This post is being pulled out of drafts ’till I can post some other news which I have been waiting to post…
A month and a half ago, Cait wrote about a conversation she’d had with Mrs. Yong. Mrs. Yong said that it’s so much easier to deal with a sleepless newborn if you give up your right to sleep.
That’s stuck with me. We don’t have a baby in our house, but we do have siblings and duties. And sometimes that means putting aside my “rights” of practicing when I want to practice, or doing my chores when I want to, or having an undisturbed quiet time (It never happens if I wait for it). When that happens, it’s a constant struggle of wills – what I want against what a sibling wants or what is necessary.
But the tables turn when I give up my supposed “rights” of the “I want -“‘s. Life is so much easier.

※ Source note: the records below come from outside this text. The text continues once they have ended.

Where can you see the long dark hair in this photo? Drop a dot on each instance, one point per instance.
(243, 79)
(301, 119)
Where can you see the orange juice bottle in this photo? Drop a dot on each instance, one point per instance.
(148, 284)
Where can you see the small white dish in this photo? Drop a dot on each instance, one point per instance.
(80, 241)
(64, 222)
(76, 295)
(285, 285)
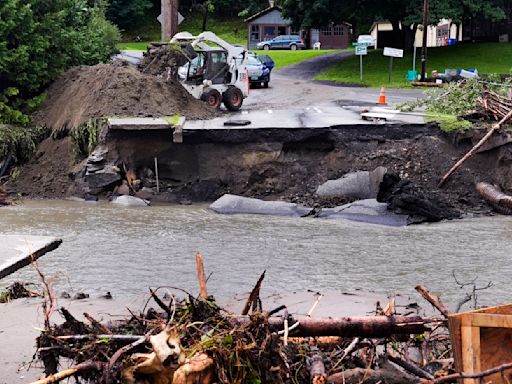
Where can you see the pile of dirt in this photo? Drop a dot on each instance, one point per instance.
(46, 176)
(107, 90)
(162, 60)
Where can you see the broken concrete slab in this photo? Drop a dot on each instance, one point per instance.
(359, 185)
(367, 211)
(130, 201)
(18, 251)
(138, 123)
(232, 204)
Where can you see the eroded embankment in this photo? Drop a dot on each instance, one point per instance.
(270, 163)
(291, 163)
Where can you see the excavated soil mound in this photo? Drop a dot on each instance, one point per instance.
(46, 176)
(107, 90)
(158, 60)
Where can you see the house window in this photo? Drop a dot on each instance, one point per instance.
(255, 32)
(326, 31)
(442, 32)
(269, 31)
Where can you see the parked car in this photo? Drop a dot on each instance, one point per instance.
(258, 71)
(366, 39)
(292, 42)
(266, 60)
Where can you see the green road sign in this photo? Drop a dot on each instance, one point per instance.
(361, 50)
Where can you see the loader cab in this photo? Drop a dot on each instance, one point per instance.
(208, 65)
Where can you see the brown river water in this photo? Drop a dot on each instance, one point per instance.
(126, 250)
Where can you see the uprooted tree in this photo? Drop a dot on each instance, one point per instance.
(39, 40)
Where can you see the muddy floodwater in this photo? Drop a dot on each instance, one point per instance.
(125, 250)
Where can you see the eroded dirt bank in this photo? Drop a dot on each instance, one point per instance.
(273, 163)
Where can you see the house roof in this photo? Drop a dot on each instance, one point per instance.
(264, 12)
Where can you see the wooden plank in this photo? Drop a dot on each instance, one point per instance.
(491, 320)
(18, 251)
(454, 324)
(470, 337)
(494, 351)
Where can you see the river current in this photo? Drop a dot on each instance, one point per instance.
(126, 250)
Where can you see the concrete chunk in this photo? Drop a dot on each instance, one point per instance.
(232, 204)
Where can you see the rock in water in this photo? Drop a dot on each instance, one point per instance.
(367, 211)
(404, 197)
(130, 201)
(359, 185)
(232, 204)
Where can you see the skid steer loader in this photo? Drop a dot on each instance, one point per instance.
(215, 74)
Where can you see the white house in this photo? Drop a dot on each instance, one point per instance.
(437, 35)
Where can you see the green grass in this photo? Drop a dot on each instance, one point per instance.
(282, 58)
(133, 46)
(233, 30)
(486, 57)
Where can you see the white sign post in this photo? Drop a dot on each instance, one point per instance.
(361, 50)
(392, 52)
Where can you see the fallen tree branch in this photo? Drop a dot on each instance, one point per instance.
(475, 148)
(462, 375)
(432, 299)
(82, 367)
(161, 304)
(201, 277)
(317, 370)
(123, 350)
(255, 293)
(409, 367)
(364, 326)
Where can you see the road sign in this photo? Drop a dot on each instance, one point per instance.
(393, 52)
(360, 44)
(180, 18)
(361, 50)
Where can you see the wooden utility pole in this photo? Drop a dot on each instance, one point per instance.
(424, 44)
(169, 12)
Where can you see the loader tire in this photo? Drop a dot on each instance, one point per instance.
(233, 99)
(212, 98)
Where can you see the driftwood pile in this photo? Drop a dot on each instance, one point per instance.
(493, 105)
(195, 341)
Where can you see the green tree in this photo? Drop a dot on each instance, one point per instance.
(126, 13)
(39, 40)
(404, 15)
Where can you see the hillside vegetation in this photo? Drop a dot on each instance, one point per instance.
(233, 30)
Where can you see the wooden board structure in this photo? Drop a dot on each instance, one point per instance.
(482, 339)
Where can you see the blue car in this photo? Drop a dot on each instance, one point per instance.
(292, 42)
(259, 73)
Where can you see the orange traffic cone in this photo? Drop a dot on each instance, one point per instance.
(382, 96)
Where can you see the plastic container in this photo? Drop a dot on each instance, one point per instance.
(411, 75)
(471, 74)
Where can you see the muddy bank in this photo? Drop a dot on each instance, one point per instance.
(287, 164)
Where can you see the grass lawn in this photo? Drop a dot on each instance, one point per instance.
(282, 58)
(486, 57)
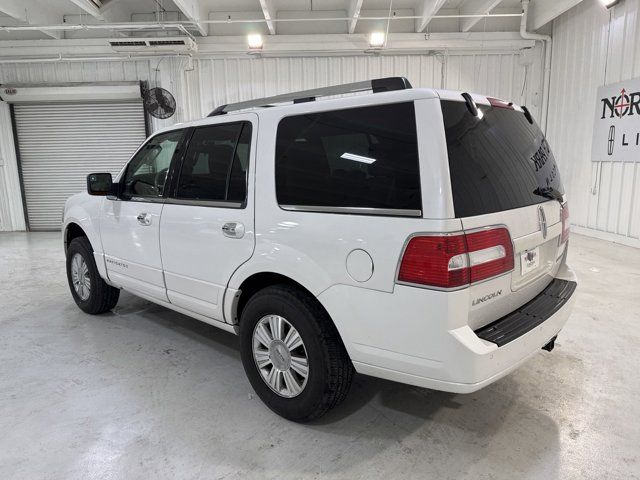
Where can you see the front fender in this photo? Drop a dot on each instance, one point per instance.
(84, 210)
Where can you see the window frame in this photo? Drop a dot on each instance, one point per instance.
(170, 171)
(366, 211)
(172, 197)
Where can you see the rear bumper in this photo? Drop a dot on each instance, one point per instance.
(420, 348)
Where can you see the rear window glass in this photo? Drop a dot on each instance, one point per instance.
(361, 157)
(498, 160)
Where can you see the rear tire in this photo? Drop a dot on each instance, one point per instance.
(329, 371)
(90, 292)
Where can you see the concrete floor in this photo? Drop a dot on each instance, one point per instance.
(147, 393)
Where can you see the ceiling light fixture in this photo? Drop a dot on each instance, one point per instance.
(254, 40)
(610, 3)
(377, 39)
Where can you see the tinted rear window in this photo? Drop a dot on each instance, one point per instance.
(498, 160)
(361, 157)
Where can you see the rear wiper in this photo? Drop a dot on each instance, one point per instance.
(548, 192)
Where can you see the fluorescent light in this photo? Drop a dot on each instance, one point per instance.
(376, 39)
(255, 41)
(357, 158)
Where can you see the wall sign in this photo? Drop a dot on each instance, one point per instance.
(616, 130)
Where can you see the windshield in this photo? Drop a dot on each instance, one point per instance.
(497, 160)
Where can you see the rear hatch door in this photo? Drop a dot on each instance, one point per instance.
(503, 173)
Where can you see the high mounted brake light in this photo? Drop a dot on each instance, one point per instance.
(456, 260)
(496, 102)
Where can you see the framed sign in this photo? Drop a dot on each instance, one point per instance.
(616, 129)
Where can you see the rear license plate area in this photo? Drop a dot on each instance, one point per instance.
(529, 261)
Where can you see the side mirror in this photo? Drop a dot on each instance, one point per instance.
(99, 183)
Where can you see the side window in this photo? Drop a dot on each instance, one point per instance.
(216, 163)
(147, 171)
(361, 157)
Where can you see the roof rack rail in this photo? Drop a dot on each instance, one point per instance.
(376, 85)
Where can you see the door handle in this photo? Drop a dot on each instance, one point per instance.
(144, 219)
(233, 230)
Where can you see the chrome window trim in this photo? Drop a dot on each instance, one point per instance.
(205, 203)
(354, 210)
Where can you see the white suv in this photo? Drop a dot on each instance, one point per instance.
(411, 234)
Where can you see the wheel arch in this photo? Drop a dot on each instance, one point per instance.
(73, 230)
(260, 280)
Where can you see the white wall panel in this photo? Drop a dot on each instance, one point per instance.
(510, 75)
(592, 47)
(226, 80)
(11, 212)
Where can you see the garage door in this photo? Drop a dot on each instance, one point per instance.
(61, 143)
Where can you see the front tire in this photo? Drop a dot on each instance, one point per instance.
(292, 353)
(90, 292)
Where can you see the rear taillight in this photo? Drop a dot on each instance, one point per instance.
(456, 260)
(564, 215)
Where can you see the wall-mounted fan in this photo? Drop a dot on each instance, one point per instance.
(159, 103)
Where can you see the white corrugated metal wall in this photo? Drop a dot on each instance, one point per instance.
(510, 75)
(604, 197)
(514, 75)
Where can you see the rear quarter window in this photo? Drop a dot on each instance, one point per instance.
(361, 158)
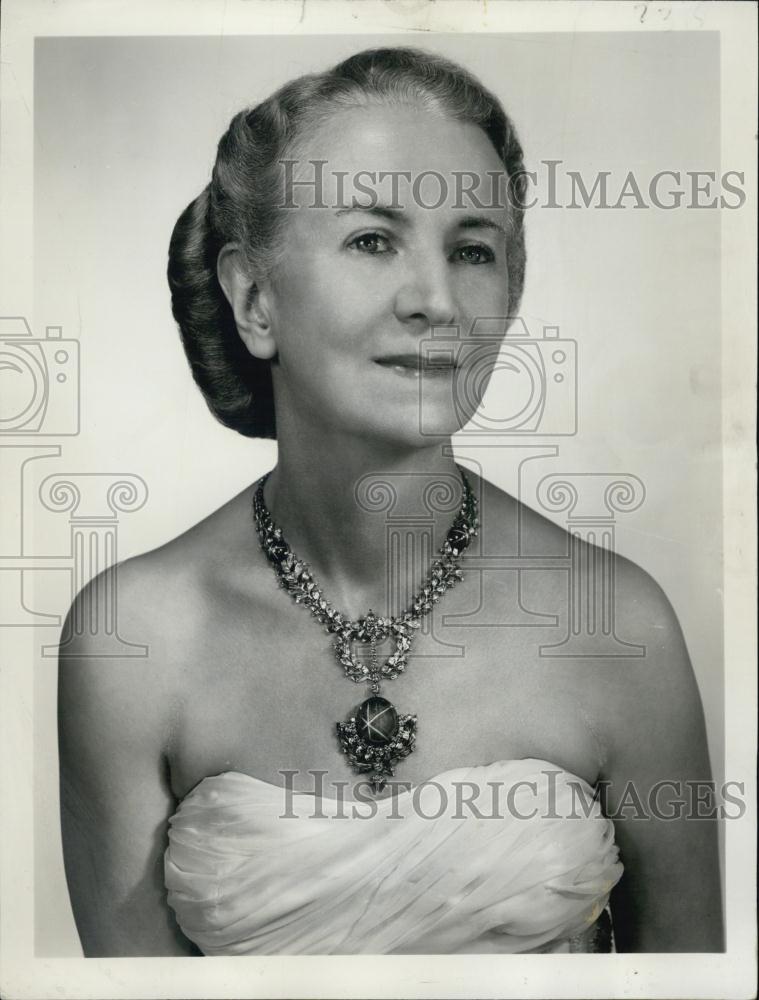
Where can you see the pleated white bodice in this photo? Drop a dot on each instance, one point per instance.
(253, 870)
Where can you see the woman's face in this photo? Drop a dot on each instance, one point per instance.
(389, 246)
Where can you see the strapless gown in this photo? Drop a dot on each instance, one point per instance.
(250, 871)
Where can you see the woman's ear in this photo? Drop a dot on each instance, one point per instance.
(249, 302)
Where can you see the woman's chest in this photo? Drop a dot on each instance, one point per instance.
(265, 698)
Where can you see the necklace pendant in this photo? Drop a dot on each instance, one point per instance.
(375, 738)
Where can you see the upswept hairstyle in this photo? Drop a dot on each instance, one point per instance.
(240, 205)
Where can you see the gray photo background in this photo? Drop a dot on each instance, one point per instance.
(125, 134)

When I give up my rights, I’m more willing to do anything.
This comes bit by bit at home, I don’t have to think about it a whole lot. But I got lots of practice giving up my rights when we were in Lebanon.
On the car rides to and from Beirut, I was sandwiched between two boys, ages 5 and 7. I wanted to do Sudoku. They wanted to draw in my notebook (which was on my lap so it didn’t fall apart) or play Roshambo (with me or each other. Again, I was in the middle…). I endured thirty minutes of waiting, hoping they would decide to do something on their own. Nobody wanted to play 20 Questions again, and they kept wanting to play with each other.
I was fed up, and pulled out my Sudoku book, told the boys to do something on their own, and started working. Two things happened. First, the boys were extremely unhappy and restless. Second, I thought about why I was doing Sudoku at that very moment.
Sudoku and I… sometimes I like it too much. This was one of those moments. So I threw down my book, and said “Ok, Christopher, I’ll play roshambo with you.”
I got a very red hand (that kid slaps hard).
But I also got lots of laughter.
Then I decided my hand was too red to play anymore, and so I said I was done.
So the boys held hands across my lap and started to play.
They hit me more than they hit each other.
But in the end, I enjoyed it so much more than I would’ve playing Secludo.
Life is so much easier when you remember that the only right you have is to “fry in hell,” as Mr. Anand said yesterday.
I don’t have a right to my Saturday mornings writing blog posts and replying to emails on the computer.
I don’t have a right to an hour of oboe practice every day.
I don’t have a right to live.
I don’t have a right to be saved by God.
Yet He saved me anyway. He withheld my only right and gave it to the One who was God incarnate.
|I am forever thankful and in love with Him.